Following an appearance at the Iowa State Fair Thursday, Secretary Vilsack told reporters that demand destruction will take care of the U.S. corn supply/demand balance sheet.
Vilsack assured the Iowa crowd that the U.S. grain production has increased substantially, to the point that it can get the country through even this year's severe drought.
"In 1988, we produced 5.0 billion bushels of corn, today we are looking at producing 11.0 billion bushels. "I am encouraging farmers to wait on making serious decisions until we know what this crop is going to look like. In addition to size, I'm a little concerned about the crop quality, this year.
Though some marketwatchers believe the latest USDA corn crop estimate of 10.77 billion bushels is too high, Secretary Vilsack says the government agency is watching the crop closely. "The (crop) number could be too high. In 1988, we were off 8%, when all said and done."
In addition, Secretary Vilsack says he doesn't see the drought causing food shortages and food insecurity. "There's no reason to panic about food riots," he says.
To offset future crop shortages, Secretary Vilsack says the USDA is looking at multiple efforts. For instance, the USDA is continuing to assure global Ag Minister's that the U.S. will be able to honor commodity contracts. "Also, we (USDA) believe the U.S. farmer can be better supported in double and in some areas triple-cropping efforts.

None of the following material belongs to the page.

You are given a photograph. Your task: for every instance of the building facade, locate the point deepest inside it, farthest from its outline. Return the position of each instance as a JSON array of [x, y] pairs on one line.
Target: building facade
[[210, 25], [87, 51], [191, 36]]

The Farm Bill needs to provide incentive to farmers that decide to double-crop vs. deterrents," Vilsack says.
Efforts to develop alternative products to make fuel are 'on the cusp' of seeing the fruits of their research, the USDA leader says. "I believe that in the next few years, we will make great strides with alternative energy products," Vilsack says.
What about the Farm Bill? What about the Environmental Protection Agency's ethanol mandate? These are two very hot agricultural topics that Secretary Vilsack touched the edges of Thursday.
"The ethanol mandate is an EPA decision. I will say, there are some serious questions to be answered," Vilsack says. It's not an easy decision. My hope is to see livestock and grain farmers working together. We can't see splintering in agriculture, right now."